PKK'nın özellikle Avrupa alanında gözden düşmesini fırsat bilen DHKP/C'nin, ''Demokratik Açılım''ı bahane ederek, terör örgütü elebaşısı Abdullah
Öcalan ve PKK yönetimini ağır bir dille eleştirmesi, PKK-DHKP/C arasında bir süredir devam eden ''örtülü''
işbirliğini bozdu.
Terör örgütü DHKP/C'nin yayın organında yer alan bir makalede, terör örgütü elebaşısı
Abdullah Öcalan ve PKK yönetimi, ''Demokratik Açılım'' konusunda ''emperyalist güçlerle işbirliği yapmak'' ve ''PKK'yı silahsızlandırarak
tasfiye etmekle'' suçlandı.
''Kürtlerin kurtuluşu için PKK'nın şiddet eylemlerini sürdürmesi gerektiği, ancak Abdullah Öcalan ve PKK yönetiminin kendi çıkarları için Kürtleri feda ettikleri, örgütü silahsızlandırmaya hazırlandıkları'' öne sürülerek, Kürtlerin DHKP/C etrafında toplanmaları çağrısında bulunuldu.

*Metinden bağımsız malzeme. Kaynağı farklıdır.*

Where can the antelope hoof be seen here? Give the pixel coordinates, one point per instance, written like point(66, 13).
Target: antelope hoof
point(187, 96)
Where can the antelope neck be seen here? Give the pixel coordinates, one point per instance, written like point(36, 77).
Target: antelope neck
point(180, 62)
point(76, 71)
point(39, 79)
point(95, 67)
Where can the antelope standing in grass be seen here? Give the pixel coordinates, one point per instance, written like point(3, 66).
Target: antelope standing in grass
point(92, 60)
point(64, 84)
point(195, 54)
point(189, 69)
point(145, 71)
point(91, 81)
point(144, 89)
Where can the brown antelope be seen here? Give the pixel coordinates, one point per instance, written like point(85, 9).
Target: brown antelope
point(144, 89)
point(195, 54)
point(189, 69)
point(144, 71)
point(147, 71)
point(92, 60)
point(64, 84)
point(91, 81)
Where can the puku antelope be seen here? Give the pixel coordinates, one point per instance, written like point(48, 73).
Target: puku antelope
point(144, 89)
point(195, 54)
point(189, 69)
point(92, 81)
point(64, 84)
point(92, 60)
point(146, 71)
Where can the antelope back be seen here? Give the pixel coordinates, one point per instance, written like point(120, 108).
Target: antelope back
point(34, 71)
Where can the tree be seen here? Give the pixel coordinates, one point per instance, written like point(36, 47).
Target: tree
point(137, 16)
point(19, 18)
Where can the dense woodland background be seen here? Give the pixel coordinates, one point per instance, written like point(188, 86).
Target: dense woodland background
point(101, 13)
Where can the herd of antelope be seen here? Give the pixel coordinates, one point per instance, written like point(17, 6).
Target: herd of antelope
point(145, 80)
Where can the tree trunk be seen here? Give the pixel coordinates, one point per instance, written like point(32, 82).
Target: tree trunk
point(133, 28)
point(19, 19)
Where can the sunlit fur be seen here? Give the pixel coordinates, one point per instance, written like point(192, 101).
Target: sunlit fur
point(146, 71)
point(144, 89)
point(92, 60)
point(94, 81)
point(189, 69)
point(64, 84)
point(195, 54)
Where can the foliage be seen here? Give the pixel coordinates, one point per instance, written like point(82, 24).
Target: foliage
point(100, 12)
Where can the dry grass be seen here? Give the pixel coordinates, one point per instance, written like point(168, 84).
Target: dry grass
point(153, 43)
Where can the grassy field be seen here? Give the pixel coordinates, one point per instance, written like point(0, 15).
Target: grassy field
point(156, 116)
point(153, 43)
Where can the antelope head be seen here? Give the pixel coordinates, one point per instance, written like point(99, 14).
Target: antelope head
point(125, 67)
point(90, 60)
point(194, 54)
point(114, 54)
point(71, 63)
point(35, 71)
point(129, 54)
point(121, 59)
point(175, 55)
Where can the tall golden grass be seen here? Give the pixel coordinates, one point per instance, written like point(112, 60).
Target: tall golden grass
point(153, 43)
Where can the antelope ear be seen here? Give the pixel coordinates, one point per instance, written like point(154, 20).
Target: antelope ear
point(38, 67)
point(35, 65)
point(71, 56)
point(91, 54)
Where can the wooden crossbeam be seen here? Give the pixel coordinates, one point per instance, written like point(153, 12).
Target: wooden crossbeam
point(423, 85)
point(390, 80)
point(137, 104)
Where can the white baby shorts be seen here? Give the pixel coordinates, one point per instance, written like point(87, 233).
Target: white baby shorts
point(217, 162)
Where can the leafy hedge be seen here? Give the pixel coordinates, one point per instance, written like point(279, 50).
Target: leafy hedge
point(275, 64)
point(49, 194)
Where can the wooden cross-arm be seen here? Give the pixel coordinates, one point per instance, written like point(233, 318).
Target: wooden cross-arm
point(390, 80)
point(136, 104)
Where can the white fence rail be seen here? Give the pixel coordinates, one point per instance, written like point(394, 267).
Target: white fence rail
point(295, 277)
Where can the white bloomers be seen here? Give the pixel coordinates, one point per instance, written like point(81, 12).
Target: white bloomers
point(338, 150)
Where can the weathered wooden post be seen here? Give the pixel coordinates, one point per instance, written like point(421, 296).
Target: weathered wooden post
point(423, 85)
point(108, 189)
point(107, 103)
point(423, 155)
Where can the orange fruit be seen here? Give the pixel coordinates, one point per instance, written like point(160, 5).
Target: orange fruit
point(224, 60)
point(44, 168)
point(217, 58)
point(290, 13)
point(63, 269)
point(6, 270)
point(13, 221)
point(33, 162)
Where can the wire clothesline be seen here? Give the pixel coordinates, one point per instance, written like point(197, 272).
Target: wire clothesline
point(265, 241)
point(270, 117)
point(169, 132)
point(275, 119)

Bu yazının ardından Kandil'in talimatıyla harekete geçen PKK'lıların,
Londra,
Brüksel,
Berlin,
Atina ve Paris'te faaliyet gösteren DHKP/C'lilere ve derneklerine yönelik saldırılar gerçekleştirdikleri bildirildi. PKK'lıların, ''
yardım'' adı altında
haraç toplayan ve uyuşturucu ticaretine yönelen DHKP/C militanlarını tartakladıkları, dernekleri basarak, insan ticareti, kara para aklama,
kapkaç gibi organize suç faaliyetlerinden toplanan paralara el koydukları, DHKP/C tarafından düzenlenen etkinlikleri şiddet kullanarak engelledikleri belirtildi.
Öte yandan,
İstanbul Ataşehir ve Sarıgazi semtlerinde faaliyet gösteren DHKP/C'nin kontrolündeki derneklere yönelik molotoflu saldırının arkasında da terör örgütü PKK'nın olduğu ortaya çıktı.
Yüzleri maskeli 20 kişilik PKK'lı grup 9
Kasım gecesi dernek binalarını ateşe vererek, binada bulunan C.K., M.A., E.Y., F.T., B.N. ve İ.Z.'yi feci şekilde dövdüler. C.K., M.A. ve İ.Z.'nin başlarına aldıkları darbeler nedeniyle ''
beyin travması'' riskine karşı
Haydarpaşa Numune Hastanesi'nde 24 saat gözetim altında tutuldukları kaydedildi.